I slowly stand up from the bench. “You can’t have him,” I say again. “And I won’t change my mind.”

“This conversation was a courtesy for you,” Mario says. “For the memory of my daughter. I believe she loved you, or at least as much as any junky can love something that isn’t her drug.”

“Which is why I won’t let you have her son,” I say to him. “She left him with Leah for a reason.”

“Yes, the cousin,” Mario drawls. “They’ve always been annoying.”

“Leave us alone. You’re wasting your time.”

“If you walk way without making a deal, Connor, things might get bad.”

“They’d get worse if I stooped low enough to let you raise my son.”

I turn and walk away, fury ringing through me. Mario doesn’t say anything and he doesn’t follow me. Piero and Enzo are standing nearby, but they don’t move to follow me. Their eyes are on me as I stalk away from the dog park, my heart hammering in my chest. I keep wondering if they’ll kill me now, but I guess I don’t care. I’ll never give in to what they want, no matter what they do.

I walk a few blocks, heading toward Leah’s apartment. Eventually I stop to gather myself together. Nobody’s following me, at least nobody that I can spot.

The conversation plays through my head again and it makes me sick.

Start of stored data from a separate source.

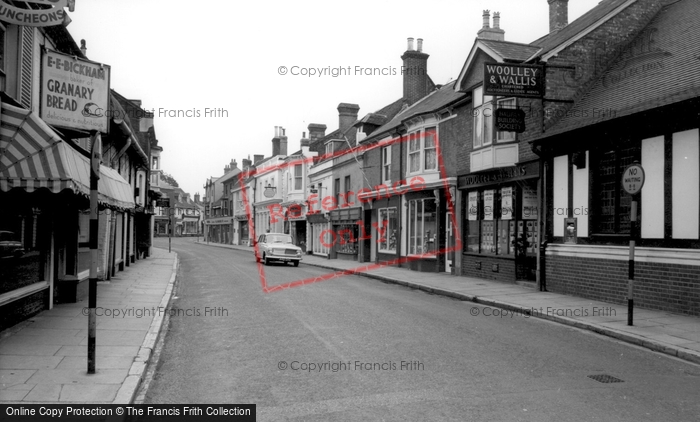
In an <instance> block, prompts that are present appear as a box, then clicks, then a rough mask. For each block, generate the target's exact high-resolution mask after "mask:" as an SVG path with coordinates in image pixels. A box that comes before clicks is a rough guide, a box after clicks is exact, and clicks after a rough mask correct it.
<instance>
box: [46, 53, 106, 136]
mask: <svg viewBox="0 0 700 422" xmlns="http://www.w3.org/2000/svg"><path fill="white" fill-rule="evenodd" d="M109 78H110V67H109V66H108V65H105V64H101V63H95V62H91V61H88V60H83V59H79V58H77V57H75V56H69V55H67V54H62V53H59V52H56V51H51V50H48V51H46V52H45V53H44V54H43V57H42V60H41V110H40V117H41V118H42V119H43V120H44V121H45V122H46V123H48V124H50V125H54V126H58V127H64V128H69V129H79V130H96V131H98V132H101V133H107V132H108V131H109V115H110V111H109Z"/></svg>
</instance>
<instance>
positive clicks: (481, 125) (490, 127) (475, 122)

Mario Gallo is clearly a fucked up man, so fucked up that he can’t see how wrong his whole view of the world is. He thinks he can mold children into these violent psychopaths and somehow that’s giving them a gift, like everyone wants to be a mob boss.

I start walking again, looking for a cab. I feel like I have a little glimpse into Harper’s life, and I’m starting to understand her better. I’m not ready to forgive her for stealing away Ryan and putting him through whatever the fuck she put him through, but I can maybe understand where she’s coming from. Her whole life was dictated by the whims of a piece of shit like her father, and that left her with a gaping hole inside of her. I was never going to be able to fix her, I realize how. Any help I could offer was a temporary patch at best.

In the end, she was broken, but I won’t let them do the same to my son.

I finally find a cab and I have him take me back to Leah’s apartment. I’m sure she’s worried, but I’m going to tell her not to be.

I’m standing up to those fucking bastards, no matter what.